Sheldon Adelson Funds Pennsylvania Effort to Criminalize Online Poker
Online poker’s newest enemy, Venetian owner and Las Vegas Sands owner Sheldon Adelson, is back in the news on several fronts this week, including a new effort by a handful of Pennsylvania lawmakers to criminalize the playing of online poker.
Adelson appears to a hidden benefactor for a new proposal offered by PA State Sen. Mario Scavello. According to Philly.com, Scavello’s proposed bill would be a minor summary offense, punishable by a $300 fine and 90 days in jail, while a second conviction would be a misdemeanor eligible for as much as a $2,500 fine and a year behind bars.
The Adelson-funded Coalition to Stop Internet Gambling (CSIG) immediately praised Scavello’s proposal, and almost certainly had advance notice of its drop. CSIG released a brief statement, in which political has-beens and Adelson flunkies former New York Gov. George Pataki (R-NY), former Sen. Blanche Lincoln (D-AR) and former Denver Mayor Wellington Webb, the CSIG national co-chairs, said, “Internet gambling has devastating social, economic and law enforcement consequences for our society. Taking swift and decisive action by criminalizing it would be a step in the right direction as we work to fight back against the online gaming industry.”
Scavello, a Republican, comes from the Eastern PA state senate district adjacent to that which contains the Adelson-owned Sands Bethlehem casino. Another announced supporter of the proposal, Republican State Rep. Paul Clymer, also comes from a district adjacent to Adelson’s Bethlehem, PA casino resort.
The Sands Bethlehem, which includes a poker room, is likely to be targeted by boycott efforts by poker players as a result of Adelson’s latest actions. The casino is the only other US property owned by LV Sands outside the Venetian and Palazzo in Las Vegas, with Nevada unlikely to be as receptive to Adelson’s anti-online-gambling political spending. The company makes most of its income from its three mega-casino properties in Macau.

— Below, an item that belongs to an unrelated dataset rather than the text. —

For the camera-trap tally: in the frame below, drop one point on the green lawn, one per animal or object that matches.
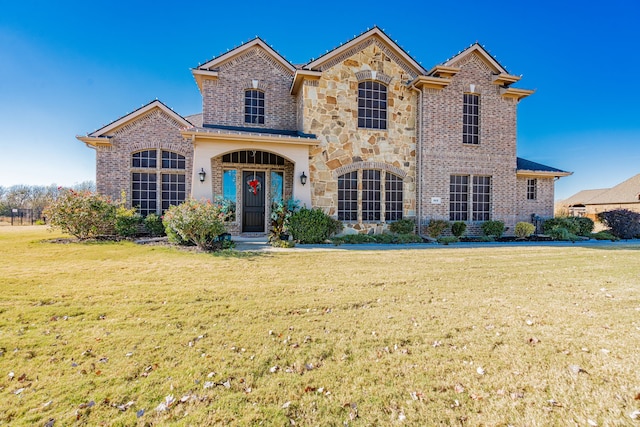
(104, 333)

The legislative tactics are reminiscent of those used by tribal casinos in the state of Washington, which in 2006 essentially purchased a bill making the paying of online poker a felony in that state. (All the crooked lawmakers who sponsored that bill are out of office, but the nasty law remains in effect.) Washington remains the only state where playing online poker is considered a felony, even if no one has ever been prosecuted under the statute.

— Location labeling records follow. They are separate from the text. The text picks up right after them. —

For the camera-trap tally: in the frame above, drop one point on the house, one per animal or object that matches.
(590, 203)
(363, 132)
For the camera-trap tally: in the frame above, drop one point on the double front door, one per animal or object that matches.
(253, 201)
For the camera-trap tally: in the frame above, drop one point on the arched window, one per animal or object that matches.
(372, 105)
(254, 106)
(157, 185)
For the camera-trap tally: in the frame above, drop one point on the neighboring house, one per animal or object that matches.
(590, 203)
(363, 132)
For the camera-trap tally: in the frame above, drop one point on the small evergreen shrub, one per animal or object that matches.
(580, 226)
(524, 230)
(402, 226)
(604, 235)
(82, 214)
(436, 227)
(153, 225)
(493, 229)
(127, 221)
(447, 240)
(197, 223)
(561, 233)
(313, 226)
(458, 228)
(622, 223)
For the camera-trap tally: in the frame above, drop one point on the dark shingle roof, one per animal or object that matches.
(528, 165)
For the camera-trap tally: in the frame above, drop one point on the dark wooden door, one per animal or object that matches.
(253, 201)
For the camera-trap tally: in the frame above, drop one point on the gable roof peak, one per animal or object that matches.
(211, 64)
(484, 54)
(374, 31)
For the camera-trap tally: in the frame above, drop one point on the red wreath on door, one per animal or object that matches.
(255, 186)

The Bethlehem, PA region might be a local hot spot for some hardcore anti-gambling sentiment, as nearby Lehigh, PA was the site of a 2005 bank robbery by one Gregory Hogan Jr. that was connected to online poker. In that strange tale, Hogan accumulated a couple of thousand dollars in online-poker debts, but was so afraid to ask his father for help (or even to let his father learn about his debt), that he decided to rob a Lehigh bank to get a couple of thousand dollars to pay his debt.
Hogan Sr., it turned out, was a fire-and-brimstone, anti-gambling preacher who accepted no responsibility for placing such fear into his son that his son actually chose to rob a bank rather than come to his father and admit his problem. As one would expect, Hogan Sr. then publicly used his son’s misfortune and seeming twisted upbringing to preach even louder from his personal bully pulpit, often with the ardent support of the anti-gambling group Focus on the Family. Hogan Sr.’s severe failings as a father in this matter are rarely mentioned.
It’s in such a region that this latest effort sprouts. This portion of Pennsylvania encompasses numerous conservative pockets, but is adjacent not only to nearby Philadelphia, a very liberal city, but to New Jersey, a state with much more open gambling laws that has recently approved online gaming.
The larger chances for this anti-online gambling push by Scavello and other Adelson-supported pols remains unclear. Pennsylvania is among a growing number of states where online-gambling legislation has been up for consideration, even if the first step in that direction didn’t get very far. Adelson’s blatantly hyprocritical tactics are also quickly building up a strong backlash of public sentiment, which can potentially wipe out much of the impact of his ultra-deep pockets.